Ariel has had to renegotiate its debt twice this year to avoid and/or resolve violations of debt covenants.
Ariel's 10-Q states "There is no assurance that the Company will generate sufficient cash flow from operations to liquidate liabilities as they come due. In the event that the Company is unable to liquidate its liabilities, it may delay or eliminate some expenditures and planned operations may be scaled back. Accordingly the Company expects that it will need additional funds to meet obligations through the next twelve months and will seek to raise such amounts through a variety of options including expected future cash from operations, borrowings, proceeds from equity or debt financing and scaling back operations.
Additional funding may not be available when needed or on terms acceptable to the Company, which could have a material adverse effect on our business, financial condition and results of operations."

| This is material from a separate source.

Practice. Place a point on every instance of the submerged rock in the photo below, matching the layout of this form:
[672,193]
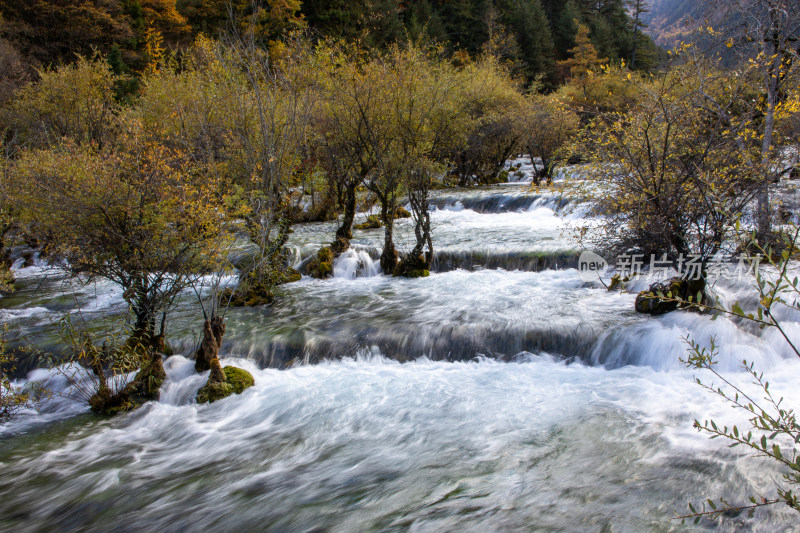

* Day-trading excesses are not to be misunderstood as valuation of the company Day-traders noticing the company's impressive-sounding PR, and spurred by the erroneous reporting of CNBC mentioned above, drove the price of ADSP from appx. 4 dollars to 10 on Wednesday, the day before Thanksgiving. Then, in the confines of post-market and pre-market trading, it gapped to over 20, setting up a powerful short squeeze which was executed by professional market makers during the first hour of the short post-Thanksgiving trading day Friday, driving the price to 55, after which it collapsed to the low 30's before closing at 37.
It is interesting to note that these short pre-holiday / pre-weekend trading sessions are notorious for market manipulations, because many of the pro traders are not at their desks. Exactly one year ago, the shares of Books-a-Million (NASDAQ: BAMM) were driven from 4 to 48 dollars over the day before and day after Thanksgiving, on news that the company had "revamped its website for improved usability." We believe BAMM's chart indicates a pattern strikingly similar to Ariel Corp. By mid December, BAMM's stock had fallen 10, causing huge losses for all investors who bought into the rapid run-up. BAMM has since traded in single digits for most of the year, except for occasional unsustainable spikes. The short squeeze effected in BAMM was hauntingly similar to last week's action in ASPD, and we believe ADSP's share price prospects going forward are similar too.
* The company has no material news pending with regard to recent stock price activity. In light of the dramatic run-up of ASPD's stock price, NASDAQ required the company to state whether there was material information that was connected to the stock movement. The company affirmed that there is no pending announcement to explain the stock activity.
Conclusion: This is a tiny, financially weak company with a single outdated product, which it buys and OEM's, rather than owns outright, and a long history of failing to sell it, trying to repackage it using whatever hot buzzwords attract attention. It serves a small niche market, but it is improbable that it will ever compete with standalone routers manufactured by companies thousands of times its size, with thousands of times its R&D budget. Instead it will soon run out of cash.
Its stock ran merely on a combination of erroneous media coverage, a possible case of mistaken identity, daytrader mania around a holiday, and marketmaker manipulation, but has little or no underlying value or the market opportunity for enough growth to make it profitable. For a projection of the outcome for the stock price, consult the chart of BAMM for the Thanksgiving period last year, or any other pump and dump spike since then.